A traditional individual retirement account (IRA) is a tax-advantaged investment account that allows taxpayers to set aside a portion of their earnings toward their retirement years. You can deduct qualified contributions to your traditional IRA from your income when you file your income tax return, and the funds in your IRA grow tax-deferred until you choose to withdraw them. You can also move funds from one qualified account into your traditional IRA through a process known as a rollover.
A traditional individual retirement account is, by definition, an individual account. It is set up by you and for your benefit. You can make direct contributions to your traditional IRA in the form of money, which is cash or cash equivalents. If you have another qualified retirement plan, such as an employer's qualified pension plan or even another IRA with a different trustee, you can do a trustee-to-trustee transfer. There are no tax consequences to this type of transaction because you never take possession of the funds. If you take possession of funds from a qualified plan you can still move those funds into your IRA without generating a taxable event by doing a rollover.
You must complete the rollover of any funds you received from a qualified plan into your traditional IRA within 60 days. If you do not complete the rollover within that time frame any funds you received will be subject to federal income taxes as ordinary income at your then current tax rate. If you are less than 59 1/2 years of age you will also be subject to a tax penalty of 10 percent of the amount received.
The Internal Revenue Service refers to a rollover as a tax-free distribution of assets from one qualified retirement plan to another qualified retirement plan. Contributions made to the original qualified retirement plan are typically made with pre-tax dollars, so no tax deduction is available when you roll these funds over into your current traditional IRA.

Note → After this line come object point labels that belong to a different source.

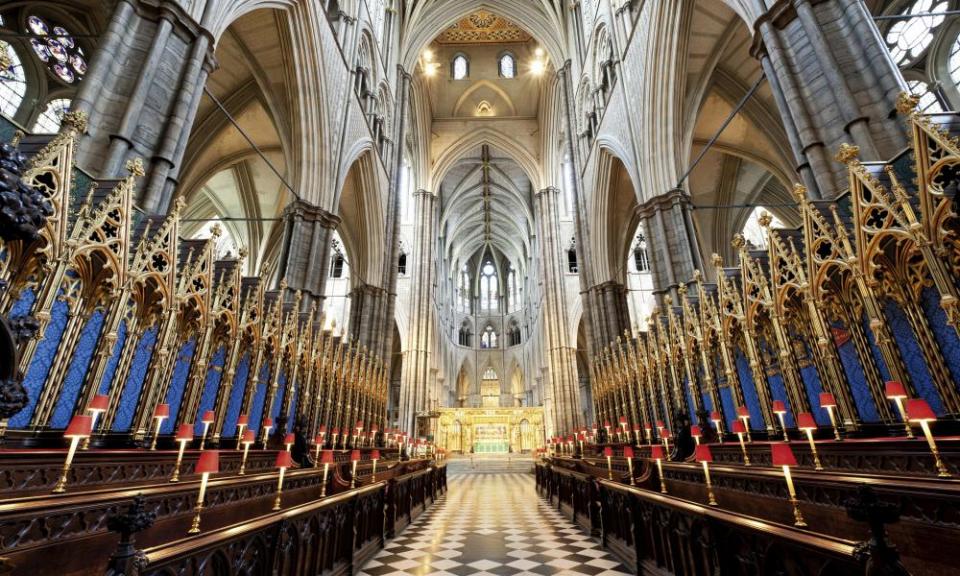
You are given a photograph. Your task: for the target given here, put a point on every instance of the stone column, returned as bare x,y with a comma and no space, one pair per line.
306,250
834,82
561,355
141,95
413,392
676,250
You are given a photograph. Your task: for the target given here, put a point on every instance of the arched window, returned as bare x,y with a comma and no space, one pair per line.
908,39
49,120
460,67
507,66
60,52
489,338
463,293
489,289
13,82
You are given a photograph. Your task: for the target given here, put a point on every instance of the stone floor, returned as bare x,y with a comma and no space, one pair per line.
492,524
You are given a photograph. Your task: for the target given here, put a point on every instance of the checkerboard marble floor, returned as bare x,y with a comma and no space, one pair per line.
492,524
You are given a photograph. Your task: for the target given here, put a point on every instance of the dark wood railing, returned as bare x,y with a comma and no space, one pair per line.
658,534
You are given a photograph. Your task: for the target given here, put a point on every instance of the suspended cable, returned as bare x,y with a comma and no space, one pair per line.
723,127
252,143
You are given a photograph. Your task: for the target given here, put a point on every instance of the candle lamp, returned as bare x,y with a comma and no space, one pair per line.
780,409
207,419
99,405
267,427
249,437
628,454
743,415
284,461
374,456
209,463
718,424
739,429
807,425
242,422
897,392
828,403
354,458
656,452
184,436
920,412
326,459
160,413
696,433
705,457
80,427
782,455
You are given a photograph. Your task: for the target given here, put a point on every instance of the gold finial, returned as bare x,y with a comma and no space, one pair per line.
135,167
76,120
738,241
847,153
765,219
907,103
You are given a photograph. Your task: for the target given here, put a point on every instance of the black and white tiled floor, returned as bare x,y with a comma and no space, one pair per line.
492,524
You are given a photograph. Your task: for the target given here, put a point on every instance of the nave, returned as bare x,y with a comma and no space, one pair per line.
492,523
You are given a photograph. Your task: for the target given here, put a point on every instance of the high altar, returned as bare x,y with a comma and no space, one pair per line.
490,430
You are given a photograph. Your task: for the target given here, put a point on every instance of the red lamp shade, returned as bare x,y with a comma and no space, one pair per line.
284,459
805,421
100,403
827,400
80,427
703,453
782,455
919,411
209,462
185,433
895,389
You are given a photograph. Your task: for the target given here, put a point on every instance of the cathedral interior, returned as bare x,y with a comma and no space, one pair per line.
387,287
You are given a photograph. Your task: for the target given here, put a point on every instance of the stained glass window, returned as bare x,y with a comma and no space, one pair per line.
508,66
461,67
908,39
57,48
13,82
928,99
49,120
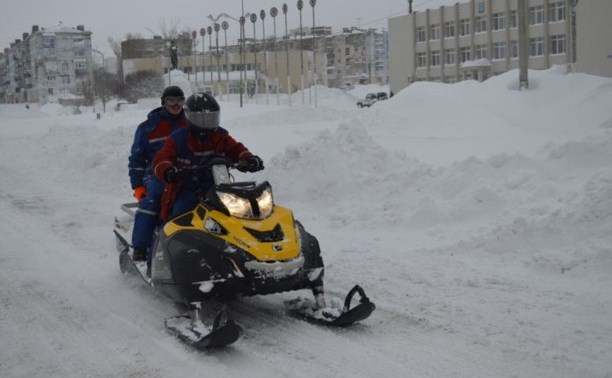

Qualified plan administrators are required to withhold 20 percent from all eligible rollover distributions for income tax purposes. You can avoid this withholding by electing to do a direct rollover. Instruct your original plan administrator to pay your distribution directly to your IRA. If any part of your distribution is paid to you, the plan administrator must withhold the 20 percent, and the amount withheld is considered taxable income. If you rollover the entire amount you received, you would still be liable for taxes on the 20 percent that was withheld.